You know when you’re lying in bed, just about to doze off, and the one mosquito that made it through your fortress-like defenses begins circling your head – then begins that annoying buzzing sound. Now, imagine that lasting for hours on end as you walk around the city, sit at your desk in the office, or try to enjoy a family meal at home on the weekend. Welcome to the world of tinnitus. It is not a pleasant experience.
Tinnitus (TIN-ih-tus) is the perception of noise or ringing in the ears. A common problem, tinnitus affects about 1 in 5 people. Tinnitus isn’t a condition itself — it’s a symptom of an underlying condition, such as age-related hearing loss, ear injury or a circulatory system disorder.
What exactly is tinnitus?
A ringing/ hissing/ buzzing sound in the ear, is probably not something new to many of us, but this sound or sensation usually only lasts for a few minutes as a minor annoyance and then goes away before it’s really had the chance to boost our blood pressure, but for those who suffer from tinnitus, the annoyance becomes a serious, sometimes permanent problem. For those aged 40 and above, tinnitus is more common, as it is among men, and there are two primary types of the condition that most sufferers have to endure. There might be a rhythmic feel to the sound, almost as though it’s in time with your heart rate or breathing, or it may be constant. It might last a short while, or it could go on for extended periods of time so that many sufferers really experience genuine hearing loss, not to mention incredible frustration. It could be in one ear, or it could be in both.
Referring to the ‘pulse’ created by the heart pumping blood around the body, this form of tinnitus is created either by muscle movement close to the ear itself, abnormal developments in the ear canal, or by vascular issues in the face/ neck area. Pulsatile tinnitus often affects only one ear.
This is caused by problems with the nervous system with regards to the areas involved in processing sound. This form of tinnitus can affect one ear or both.

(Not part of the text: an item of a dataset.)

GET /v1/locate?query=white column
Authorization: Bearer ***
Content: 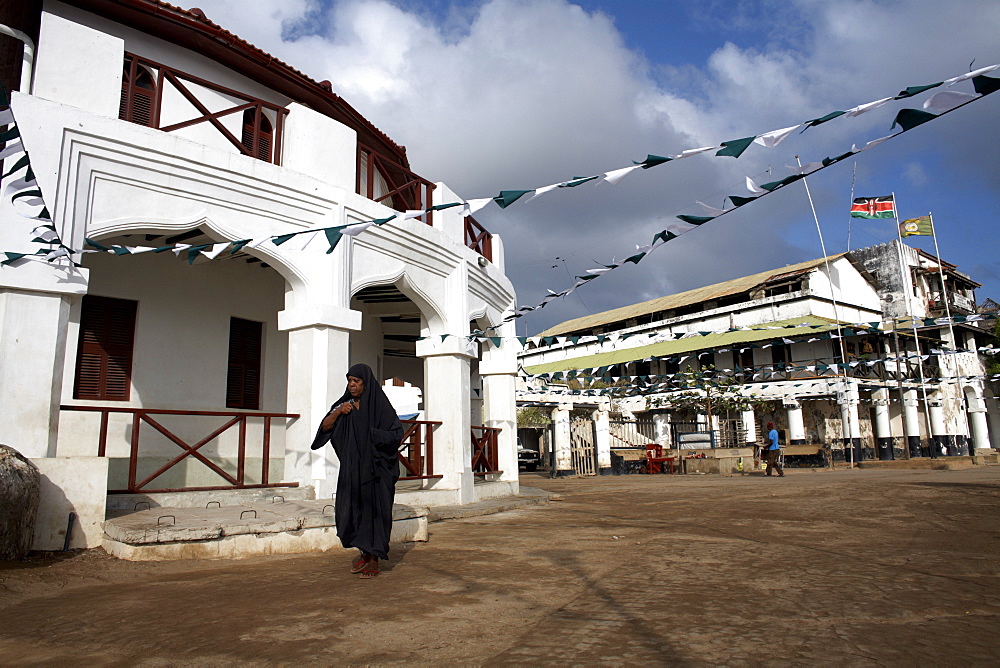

More often than not, the cause of tinnitus is general hearing loss that comes with age, but lengthy exposure to noisy environments can also be a contributing factor in the condition’s development. Almost any form of hearing disorder can cause tinnitus, but there are still many other possibilities out there in terms of what could be the source of this extremely frustrating problem:
Certain medications (such as antibiotics or excessive doses of aspirin)
Excessive caffeine or alcohol consumption
Dental/ mouth-related problems
Physical trauma to the ear, neck, or head
Sudden changes in air pressure
Dangerous levels of weight loss
Repetitive neck muscle stress due to exercise
Other diseases such as acoustic neuroma, anemia, labyrinthitis, Meniere’s
Disease, otosclerosis, and thyroid disease
Diagnosis and Treatment:
Given the obvious nature of the primary symptoms of tinnitus, a simple consultation with an ENT doctor is enough to get a confirmed diagnosis, but as we’ve seen, the causes are so widespread that pinpointing the precise moment you ‘got tinnitus’ is almost certainly impossible, unless you’ve been wrapped in a bubble your entire life only to be let out once, and it was then that you look a basketball to the side of the face. However, even the most severe cases of tinnitus don’t require any medical treatment, so you win by avoiding medical procedures and their associated costs, but you lose because you just have to deal with it and get on with your life.
Sure, there’s no cure, and it’s far from the end of the world, but it can cause serious frustration and discomfort to the sufferer, so there are support groups and there’s ENT advice that can help sufferers live with the condition in a more manageable way so as to minimize misery, and isn’t that what medicine is all about?
In a nutshell, we should always learn to properly care for our ears to prevent further ear damage as well as other related conditions/illnesses.